Devletin bana atacağı suç beni hiç ilgilendirmedi. Ben vicdanımla sorumluyum. Ne dedikleri gerçekten umurumda değil. Devlet ne derse desin, iktidar ne ile suçlarsa suçlasın benim vicdanım rahat. Savcıları falan ikna etmek zorlaşıyor. 'Şunla arkadaş mısın?' diyorlar. Yahu sormadım arkadaş, ne olduğunu sormadım kimsenin. Gözlerine bakıyorum samimiyet görüyorsam insana yakınlaşıyorum. İyi bir insanı nasıl elimin tersiyle itebilirim. Bizi bununla sınırlamak istiyorlar.
Yüksel Caddesi eylemcilerine ‘ev hapsi’ cezası
'POLİS ÇOCUKLARINA AYRI BİR SEVGİYLE YAKLAŞTIM'
Eylemlerde öğrencileriniz de sizi ziyarete geliyordu Yüksel Caddesi'nde...
Ben öğrencilerimle çok iyi anlaşırdım. Onları elbette çok özledim. Ben babasının mesleğinden dolayı çocuğa farklı davranan öğretmenler de gördüm. Ama öğrendiğim bir şey var, çocuk çok masum. AKP'li ailesi olan polis çocuğu olan yüzlerce öğrencim oldu. Herkese kendi ihtiyacı olan gibi davrandım. Polis çocukları biraz daha sevgi isteyen çocuklardı, samimiyet isteyen çocuklardı. Onlara ayrı bir sevgi ile yaklaştım. Ancak sevgi gören insanlar sevgi dağıtabilirler. Ama bunlar küçücük çocuklardan dahi bir siyasi partiye dair bir tavır bekliyorlar. Kürt düşmanlığı, Alevi düşmanlığı öğretiyorlar.
'BEN BÖYLE DİRENMEYİ BİLMİYORDUM'
Bu süreç size ne öğretti?
Ben de böyle direnmeyi bilmiyordum aslında. Vurdukça parladık. Ben onların yerinde olsaydım bunu sezinlerdim. Baştan bu işi barışçıl halleder dünya aleme rezil olmazdım.
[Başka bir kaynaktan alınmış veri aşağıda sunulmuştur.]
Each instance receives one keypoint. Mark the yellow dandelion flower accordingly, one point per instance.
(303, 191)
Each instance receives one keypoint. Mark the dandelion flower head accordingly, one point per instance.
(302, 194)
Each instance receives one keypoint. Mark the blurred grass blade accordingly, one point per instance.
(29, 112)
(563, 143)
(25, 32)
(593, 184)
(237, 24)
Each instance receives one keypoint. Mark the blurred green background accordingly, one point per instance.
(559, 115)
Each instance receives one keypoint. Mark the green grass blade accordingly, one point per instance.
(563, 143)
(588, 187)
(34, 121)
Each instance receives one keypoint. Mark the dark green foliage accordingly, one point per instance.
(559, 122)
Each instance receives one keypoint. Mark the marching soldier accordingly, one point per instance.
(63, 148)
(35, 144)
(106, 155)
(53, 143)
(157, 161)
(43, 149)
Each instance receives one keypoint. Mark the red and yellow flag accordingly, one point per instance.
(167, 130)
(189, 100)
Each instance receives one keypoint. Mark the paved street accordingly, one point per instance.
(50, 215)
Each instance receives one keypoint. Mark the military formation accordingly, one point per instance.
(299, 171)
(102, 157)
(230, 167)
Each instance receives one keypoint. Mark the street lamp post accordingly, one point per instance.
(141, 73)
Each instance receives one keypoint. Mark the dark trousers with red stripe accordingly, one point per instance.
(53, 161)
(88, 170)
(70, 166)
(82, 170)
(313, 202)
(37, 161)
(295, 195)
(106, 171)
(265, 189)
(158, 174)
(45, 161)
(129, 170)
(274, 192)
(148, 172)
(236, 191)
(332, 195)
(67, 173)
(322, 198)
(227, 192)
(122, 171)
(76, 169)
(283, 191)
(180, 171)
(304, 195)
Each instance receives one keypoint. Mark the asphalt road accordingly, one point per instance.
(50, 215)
Onlar akıllarıyla değil güdüleriyle hareket ediyorlar. İnsani hareket etselerdi kimse imdat diye bağırmazdı. Ne kadar zalimsek bizden o kadar korkarlarsa başarılıyız diye düşünüyorlar.
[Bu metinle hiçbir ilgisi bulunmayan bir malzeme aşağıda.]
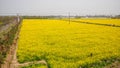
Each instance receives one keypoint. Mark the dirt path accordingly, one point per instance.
(11, 59)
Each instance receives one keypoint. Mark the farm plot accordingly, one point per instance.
(100, 20)
(64, 45)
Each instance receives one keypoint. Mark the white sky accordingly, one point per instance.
(60, 7)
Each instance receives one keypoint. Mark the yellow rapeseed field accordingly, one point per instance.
(64, 45)
(101, 20)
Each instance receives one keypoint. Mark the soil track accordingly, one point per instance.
(11, 59)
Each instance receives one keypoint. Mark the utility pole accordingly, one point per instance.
(18, 18)
(69, 17)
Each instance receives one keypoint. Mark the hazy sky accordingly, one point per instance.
(60, 7)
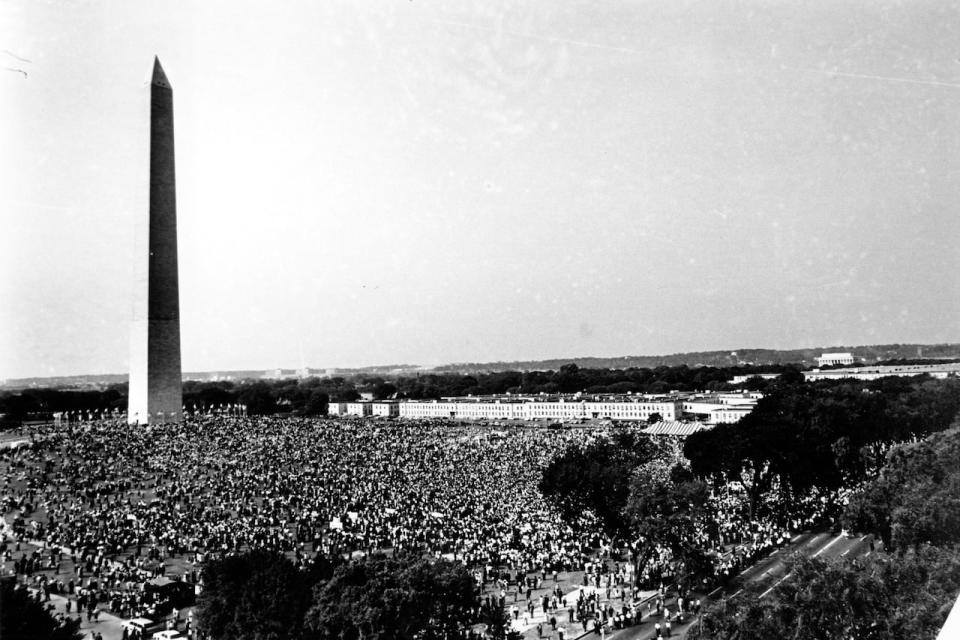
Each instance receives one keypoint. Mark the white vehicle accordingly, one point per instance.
(139, 624)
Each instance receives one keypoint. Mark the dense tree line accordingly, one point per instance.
(904, 591)
(880, 597)
(310, 396)
(916, 498)
(597, 477)
(822, 435)
(263, 595)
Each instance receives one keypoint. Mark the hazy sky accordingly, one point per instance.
(427, 182)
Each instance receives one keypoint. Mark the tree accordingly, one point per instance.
(259, 595)
(916, 498)
(879, 597)
(401, 597)
(597, 477)
(664, 504)
(259, 398)
(23, 618)
(318, 403)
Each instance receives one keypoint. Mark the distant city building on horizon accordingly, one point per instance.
(706, 408)
(945, 370)
(831, 359)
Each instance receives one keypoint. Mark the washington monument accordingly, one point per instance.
(156, 393)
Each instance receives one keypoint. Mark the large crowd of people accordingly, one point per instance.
(117, 506)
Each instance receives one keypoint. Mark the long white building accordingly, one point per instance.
(941, 371)
(709, 408)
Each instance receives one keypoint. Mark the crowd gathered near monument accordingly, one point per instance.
(96, 510)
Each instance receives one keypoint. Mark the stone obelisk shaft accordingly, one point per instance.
(156, 393)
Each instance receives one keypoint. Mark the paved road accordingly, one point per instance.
(764, 575)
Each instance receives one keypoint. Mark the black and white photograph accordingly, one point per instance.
(462, 320)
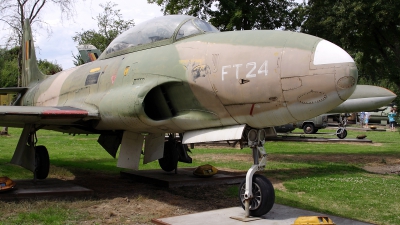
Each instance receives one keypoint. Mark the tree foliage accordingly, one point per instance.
(9, 67)
(110, 24)
(49, 68)
(368, 30)
(14, 12)
(237, 14)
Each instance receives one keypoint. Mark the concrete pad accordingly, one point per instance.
(279, 215)
(25, 189)
(183, 177)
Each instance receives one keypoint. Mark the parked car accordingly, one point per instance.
(311, 126)
(379, 115)
(285, 128)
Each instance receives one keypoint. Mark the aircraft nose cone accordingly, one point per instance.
(328, 54)
(328, 80)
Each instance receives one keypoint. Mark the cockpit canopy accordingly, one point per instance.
(163, 30)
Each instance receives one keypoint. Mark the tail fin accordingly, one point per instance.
(30, 70)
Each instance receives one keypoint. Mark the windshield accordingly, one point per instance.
(158, 29)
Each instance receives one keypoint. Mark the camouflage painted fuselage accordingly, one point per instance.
(259, 78)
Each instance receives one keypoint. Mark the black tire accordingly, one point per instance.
(309, 128)
(341, 135)
(263, 195)
(170, 160)
(42, 162)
En çok sizi bu süreçte ne etkiledi?
Veli ile Konur'da oturuyorduk. Gözlerindeki samimiyeti görüyordum iki kişi geldi sıkı sıkı sarıldı. İkimizde İslamcı bir çevrede büyüdük dediler. 'Sizlere hep komünist, Allahsız diye baktık ama bugün anlıyorum ki gerçek içimizdeki tanımladığımız Müslüman sizmişsiniz. Çok vicdan azabı çektim sizinle helalleşmeye geldim' dediler. Gerçek Müslüman yumuşak ve çevresiyle ilişkileri iyi olandır. Çocuklarıma da anlatırdım. Bu dünyayı cennete çeviren cennete gider, cehenneme çeviren de cehenneme.